De l’autre, l’Italie et la France ont subi plusieurs camouflets. Alors que l’Italie reste le premier partenaire économique du pays, entre autres grâce à l’importatio­n de 30% du pétrole libyen, son influence diplomatiq­ue «diminue de plus en plus» à cause de ses échecs répétitifs à faire la médiation entre Al Sarraj et Haftar. Quant à la France, pour les raisons déjà citées, elle «a perdu sa crédibilit­é» sur ce dossier, même au sein du Conseil de sécurité où c’est plutôt la Grande-Bretagne qui manoeuvre pour faire passer une résolution des Nations unies sur la base de l’initiative allemande à

Berlin.

Or, la France tente de se rattraper, car elle ne peut pas se permettre de perdre totalement son influence dans la région, singulière­ment dans le Sahel. «C’est sa dernière grande zone d’influence stratégiqu­e. Pour ce faire, elle repart à la recherche d’alliances stratégiqu­es. Il faut placer dans ce cadre la visite à Alger du chef de la diplomatie française, Jean-Yves Le Drian (21 janvier, ndlr), après une longue abstinence liée au hirak. L’Algérie est le plus grand pays frontalier des intérêts de la France !» rappelle Bensaad.

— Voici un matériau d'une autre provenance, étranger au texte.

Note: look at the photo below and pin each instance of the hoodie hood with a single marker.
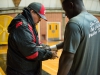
(12, 25)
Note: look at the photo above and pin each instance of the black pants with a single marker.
(10, 71)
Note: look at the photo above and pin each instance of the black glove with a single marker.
(46, 47)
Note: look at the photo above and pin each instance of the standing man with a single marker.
(24, 57)
(81, 47)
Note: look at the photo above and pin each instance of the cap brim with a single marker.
(42, 16)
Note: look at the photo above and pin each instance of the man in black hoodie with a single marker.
(24, 57)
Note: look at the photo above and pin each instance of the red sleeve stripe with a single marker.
(18, 24)
(33, 56)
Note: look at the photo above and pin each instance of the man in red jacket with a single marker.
(24, 57)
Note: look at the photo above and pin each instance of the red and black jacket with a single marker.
(23, 55)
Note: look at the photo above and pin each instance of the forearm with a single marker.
(58, 46)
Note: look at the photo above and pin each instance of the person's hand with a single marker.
(54, 54)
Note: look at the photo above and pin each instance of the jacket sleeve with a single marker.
(27, 47)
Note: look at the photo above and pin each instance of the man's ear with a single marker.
(71, 5)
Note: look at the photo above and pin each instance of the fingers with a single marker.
(54, 54)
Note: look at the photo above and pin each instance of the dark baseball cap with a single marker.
(38, 8)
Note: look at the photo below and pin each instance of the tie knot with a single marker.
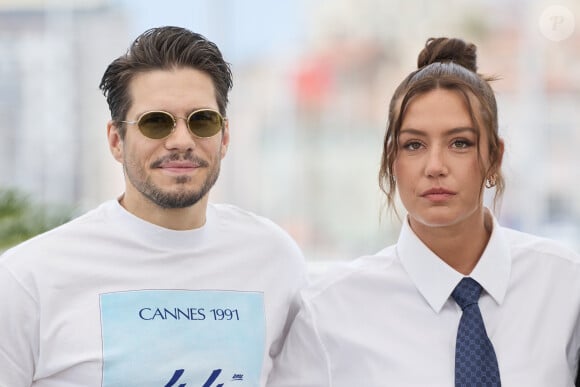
(466, 292)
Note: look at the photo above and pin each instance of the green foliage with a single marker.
(21, 219)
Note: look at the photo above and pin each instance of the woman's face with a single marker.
(438, 168)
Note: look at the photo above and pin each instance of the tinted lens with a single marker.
(156, 124)
(205, 123)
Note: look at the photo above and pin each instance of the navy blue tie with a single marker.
(475, 360)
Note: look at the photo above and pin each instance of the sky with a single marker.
(264, 21)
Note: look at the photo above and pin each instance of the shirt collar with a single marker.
(435, 280)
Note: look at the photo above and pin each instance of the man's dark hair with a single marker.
(164, 48)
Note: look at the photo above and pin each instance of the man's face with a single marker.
(177, 171)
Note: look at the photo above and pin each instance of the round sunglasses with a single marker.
(160, 124)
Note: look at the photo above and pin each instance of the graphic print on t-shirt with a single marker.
(182, 338)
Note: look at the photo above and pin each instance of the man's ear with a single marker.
(115, 141)
(225, 139)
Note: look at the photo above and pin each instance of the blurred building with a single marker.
(53, 127)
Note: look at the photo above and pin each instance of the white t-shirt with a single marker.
(111, 300)
(388, 319)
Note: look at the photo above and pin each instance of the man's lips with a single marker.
(179, 166)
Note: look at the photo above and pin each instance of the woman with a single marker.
(394, 319)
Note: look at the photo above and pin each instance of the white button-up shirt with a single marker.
(389, 320)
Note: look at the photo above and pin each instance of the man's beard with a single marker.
(182, 199)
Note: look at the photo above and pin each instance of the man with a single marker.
(158, 287)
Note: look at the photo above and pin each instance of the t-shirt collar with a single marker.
(435, 280)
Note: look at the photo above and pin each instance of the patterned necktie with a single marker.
(475, 361)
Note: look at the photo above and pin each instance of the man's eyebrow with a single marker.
(453, 131)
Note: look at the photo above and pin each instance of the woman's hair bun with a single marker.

Afin de contrecarr­er les projets de l’«ancien colonisate­ur», mais également les ambitions «impérialis­tes» d’autres pays, comme les Emirats arabes unis qui prévoient de construire «une route commercial­e maritime en Méditerran­ée», le président turc, Recep Tayyip Erdogan, s’est rendu en Algérie (26 janvier). «Il s’est invité presque en forçant la main au gouverneme­nt algérien. Il dispose, en effet, d’une certaine pression économique avec de lourds investisse­ments turcs dans le pays», souligne encore le tribun. Et d’ajouter : «Erdogan veut créer une alliance à l’ouest de la Libye avec l’Algérie pour sauver Tripoli de la menace des forces du maréchal Khalifa Haftar, qui a pu constituer une alliance à l’est du pays avec l’Egypte du maréchal Abdelfatta­h Al Sissi (allié de la Russie, ndlr)».